Рудько сверлил глазами. Не сразу ответил.
— «Палки» из тебя не выйдет, Сидорин.
— А зачем вот это все тогда? Я бы щас кашу ел да отделение гонял, повышал боевую эффективность!
— А ты думаешь мне с тобой возиться нравится? — поднял бровь Рудько. — Работа такая, Сидорин, странности замечать и писать о них наверх. Мне не важно, кто хорошо воюет, а кто плохо — я отрабатываю странности. Понимаешь?
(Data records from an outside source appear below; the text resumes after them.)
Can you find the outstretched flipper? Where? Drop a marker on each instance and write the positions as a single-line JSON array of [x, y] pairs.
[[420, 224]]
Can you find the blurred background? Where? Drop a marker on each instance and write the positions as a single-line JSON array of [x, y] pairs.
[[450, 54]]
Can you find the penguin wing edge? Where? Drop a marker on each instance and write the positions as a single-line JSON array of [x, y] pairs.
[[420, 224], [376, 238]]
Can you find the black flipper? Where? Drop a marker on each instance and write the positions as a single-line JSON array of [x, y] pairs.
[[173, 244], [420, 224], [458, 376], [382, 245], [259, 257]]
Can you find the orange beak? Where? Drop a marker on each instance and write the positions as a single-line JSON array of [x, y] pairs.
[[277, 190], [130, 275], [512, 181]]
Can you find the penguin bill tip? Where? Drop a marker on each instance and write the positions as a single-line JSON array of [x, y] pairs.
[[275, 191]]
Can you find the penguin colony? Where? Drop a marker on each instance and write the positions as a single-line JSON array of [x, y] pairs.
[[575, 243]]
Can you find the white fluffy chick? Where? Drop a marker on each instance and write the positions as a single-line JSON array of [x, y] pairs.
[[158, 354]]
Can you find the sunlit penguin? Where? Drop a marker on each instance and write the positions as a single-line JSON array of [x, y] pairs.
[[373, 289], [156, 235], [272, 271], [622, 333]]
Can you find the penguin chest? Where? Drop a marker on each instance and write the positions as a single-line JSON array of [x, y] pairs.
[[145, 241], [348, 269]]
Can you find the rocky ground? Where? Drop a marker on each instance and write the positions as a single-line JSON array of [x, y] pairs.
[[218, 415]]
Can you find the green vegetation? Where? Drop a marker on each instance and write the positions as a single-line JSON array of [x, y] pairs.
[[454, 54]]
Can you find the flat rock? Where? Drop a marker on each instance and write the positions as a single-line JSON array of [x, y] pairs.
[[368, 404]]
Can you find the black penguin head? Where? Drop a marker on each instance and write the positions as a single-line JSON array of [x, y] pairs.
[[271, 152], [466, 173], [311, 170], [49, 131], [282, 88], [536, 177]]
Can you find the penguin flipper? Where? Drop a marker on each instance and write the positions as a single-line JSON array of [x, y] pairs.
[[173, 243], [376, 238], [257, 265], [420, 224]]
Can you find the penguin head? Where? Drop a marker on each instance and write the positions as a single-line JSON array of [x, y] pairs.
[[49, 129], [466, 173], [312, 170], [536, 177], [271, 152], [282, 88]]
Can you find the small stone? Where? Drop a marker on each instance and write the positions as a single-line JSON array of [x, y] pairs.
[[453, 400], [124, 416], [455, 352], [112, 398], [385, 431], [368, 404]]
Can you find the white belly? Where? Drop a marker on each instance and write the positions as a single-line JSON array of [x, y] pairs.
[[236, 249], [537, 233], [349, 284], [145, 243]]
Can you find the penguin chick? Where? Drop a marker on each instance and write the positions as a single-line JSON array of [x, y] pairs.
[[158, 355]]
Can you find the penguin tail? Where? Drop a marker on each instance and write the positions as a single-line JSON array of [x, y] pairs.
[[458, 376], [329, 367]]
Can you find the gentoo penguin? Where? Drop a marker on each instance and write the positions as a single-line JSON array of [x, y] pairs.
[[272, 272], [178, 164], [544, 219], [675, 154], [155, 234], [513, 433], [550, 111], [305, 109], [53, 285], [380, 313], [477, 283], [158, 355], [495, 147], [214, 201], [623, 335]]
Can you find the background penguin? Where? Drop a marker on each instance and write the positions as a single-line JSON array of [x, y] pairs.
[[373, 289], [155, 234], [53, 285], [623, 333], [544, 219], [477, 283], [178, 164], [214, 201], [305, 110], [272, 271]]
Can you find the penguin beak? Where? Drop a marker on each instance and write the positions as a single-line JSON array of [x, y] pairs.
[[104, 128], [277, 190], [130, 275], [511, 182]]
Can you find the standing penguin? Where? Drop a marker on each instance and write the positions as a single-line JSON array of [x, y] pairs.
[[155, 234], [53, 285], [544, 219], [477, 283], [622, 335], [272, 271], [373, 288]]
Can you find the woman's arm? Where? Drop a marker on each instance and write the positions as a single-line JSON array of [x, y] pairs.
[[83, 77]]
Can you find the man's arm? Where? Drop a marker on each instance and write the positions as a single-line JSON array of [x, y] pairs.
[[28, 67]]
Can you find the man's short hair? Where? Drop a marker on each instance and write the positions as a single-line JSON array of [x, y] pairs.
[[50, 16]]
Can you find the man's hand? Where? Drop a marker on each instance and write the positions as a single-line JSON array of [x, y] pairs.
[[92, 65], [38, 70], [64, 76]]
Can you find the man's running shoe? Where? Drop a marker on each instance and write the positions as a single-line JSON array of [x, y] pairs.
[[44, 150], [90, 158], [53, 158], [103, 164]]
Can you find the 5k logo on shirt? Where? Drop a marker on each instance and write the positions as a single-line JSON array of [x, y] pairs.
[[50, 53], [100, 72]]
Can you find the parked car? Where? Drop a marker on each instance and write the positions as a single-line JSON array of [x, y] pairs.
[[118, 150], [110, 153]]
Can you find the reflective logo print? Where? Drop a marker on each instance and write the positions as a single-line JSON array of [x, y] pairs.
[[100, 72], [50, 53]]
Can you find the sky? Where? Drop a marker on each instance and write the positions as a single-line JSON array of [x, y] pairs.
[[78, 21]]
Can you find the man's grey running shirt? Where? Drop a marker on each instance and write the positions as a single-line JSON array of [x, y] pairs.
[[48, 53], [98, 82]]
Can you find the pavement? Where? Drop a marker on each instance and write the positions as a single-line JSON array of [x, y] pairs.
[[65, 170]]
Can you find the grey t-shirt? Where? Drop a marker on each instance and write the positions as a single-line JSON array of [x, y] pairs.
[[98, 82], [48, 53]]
Вздохнув, я честно ответил:
— Понимаю.
Ничего личного.
— Но все равно неприятно, — добавил я.
— Неприятно, — согласился Рудько. — Я бы тоже сейчас лучше чай пил и настоящими делами занимался. Теми, где все странности объяснимы. Но мне поручено — я работаю.
— Так точно, товарищ капитан.
— Сидорин.
— Я.
— По службе к тебе вопросов нет. Командир отделения. Бойцы за тобой идут. Кравченко тебя ценит. Бережной любит. Мальцев — тоже, я слышал. Это всё работает.
— Работает.
— Но запомни, — он наклонился через стол. — Я с тебя глаз не спущу. Не потому что я считаю тебя врагом. А потому, что не понимаю, кто ты. Когда я понимаю — я закрываю папку. Когда не понимаю — я слежу.
— Так точно.
— Если будут вопросы — вызову.
— Так точно.
Он закрыл папку. Положил поверх неё ручку. Откинулся на спинку.
— Иди, Сидорин.
— Слушаюсь.
— И поздравляю с сержантом.
— Спасибо, товарищ капитан.
Я встал, надел пилотку, козырнул, развернулся. Пошёл к двери.
— Сидорин.
— Я.
Я обернулся. Он сидел за столом, смотрел на меня. Глаза — серые, спокойные, не злые. Не добрые тоже. Просто — спокойные.
— Удачи на фронте.
— Спасибо, товарищ капитан.
Я вышел.
В коридоре было светлее, чем внутри. Я постоял минуту, выдохнул, улыбнулся раненому и пошел по лестнице вниз. На улице Калюжный сидел на повозке, разговаривал с возницей. Увидел меня — встал.
— Васько?
— Нормально.
— Точно?
— Точно.
— Поехали?
— Поехали.
Я сел на повозку. Возница тронул. Лошадь медленно потянула нас за ворота, по той же дороге, что и приехали.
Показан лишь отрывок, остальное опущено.